Sharing the Beach With Nesting Shorebirds
Who can resist the beach in the summer? It’s a fun place to enjoy the surf and sun and can also be a great
place to see birds. Many species of birds depend on beaches for survival, and lots of shorebirds have traveled many thousands of miles to get to the beach where they are nesting. Some nest in huge colonies like Black skimmers or Least terns, others prefer to have their own real estate, like Piping plovers. And who can resist these adorable chicks?
Beach nests are scrapes in the sand with seriously camouflaged eggs that are difficult to see until you are on top of them.

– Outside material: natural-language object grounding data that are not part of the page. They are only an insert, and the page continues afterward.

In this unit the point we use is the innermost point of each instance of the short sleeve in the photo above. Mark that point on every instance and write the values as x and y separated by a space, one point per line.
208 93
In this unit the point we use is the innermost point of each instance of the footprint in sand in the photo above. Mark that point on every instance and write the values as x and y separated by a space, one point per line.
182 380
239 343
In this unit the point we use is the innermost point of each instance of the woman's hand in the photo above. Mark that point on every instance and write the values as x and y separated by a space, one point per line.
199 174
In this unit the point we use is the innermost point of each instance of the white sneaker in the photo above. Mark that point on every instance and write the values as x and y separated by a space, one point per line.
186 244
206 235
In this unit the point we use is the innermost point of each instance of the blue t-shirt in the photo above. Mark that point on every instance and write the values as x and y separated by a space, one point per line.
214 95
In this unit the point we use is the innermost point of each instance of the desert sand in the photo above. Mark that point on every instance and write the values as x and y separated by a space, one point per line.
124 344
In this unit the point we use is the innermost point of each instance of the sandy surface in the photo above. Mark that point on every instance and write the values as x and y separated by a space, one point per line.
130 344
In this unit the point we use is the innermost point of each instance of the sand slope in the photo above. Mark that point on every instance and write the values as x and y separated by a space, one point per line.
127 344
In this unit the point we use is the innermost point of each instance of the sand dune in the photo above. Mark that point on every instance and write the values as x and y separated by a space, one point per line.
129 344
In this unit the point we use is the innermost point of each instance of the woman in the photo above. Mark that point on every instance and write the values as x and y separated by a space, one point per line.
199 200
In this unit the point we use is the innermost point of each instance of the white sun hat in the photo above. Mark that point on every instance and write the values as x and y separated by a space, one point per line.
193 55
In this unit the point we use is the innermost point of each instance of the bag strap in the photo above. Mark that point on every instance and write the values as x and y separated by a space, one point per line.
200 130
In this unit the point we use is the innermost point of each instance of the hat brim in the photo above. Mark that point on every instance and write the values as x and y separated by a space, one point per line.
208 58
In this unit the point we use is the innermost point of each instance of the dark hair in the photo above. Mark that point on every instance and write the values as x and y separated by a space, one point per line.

The parents work in pairs to defend their chicks from predators and any thing — (humans and
dogs on or off leash included), that is seen by them as a potential predator distracts them from feeding and protecting their chicks, causes stress and creates opportunities for real predators (like a gull, crow, hawk or fox) to make a split second grab of the babies.
If a bird is swooping down on you, barely missing your head, you are dangerously close to eggs or chicks. Make a beeline away from the aerial bomber, checking out the sand to make sure you are not walking on eggs or chicks. Least and common terns are notorious for this behavior and they are very accurate poopers, so be forewarned…this fishy stuff doesn’t come out of your clothes or hair very easily.
Ever see this broken wing display? The bird goes to a lot of trouble to make you think she is injured and is an easier target for you than the chick which is assuredly extremely close to you at the moment.
You may never see that chick, but this kind of extreme behavior is often reserved for the predator they couldn’t distract any other way. Look at the sand to see if you can see the chick and walk away from it immediately. If you can’t see the chick, make sure your exit path doesn’t include stepping on eggs or chicks.
Our beaches are great places to have fun in the summer. Enjoy them, but be respectful of the birds sharing the sand and surf with you. Many of these shorebirds are in decline and some are endangered. By taking the time to be careful of the birds, who knows what you will see? Maybe a glimpse of an adorable shorebird chick – something you might not have expected!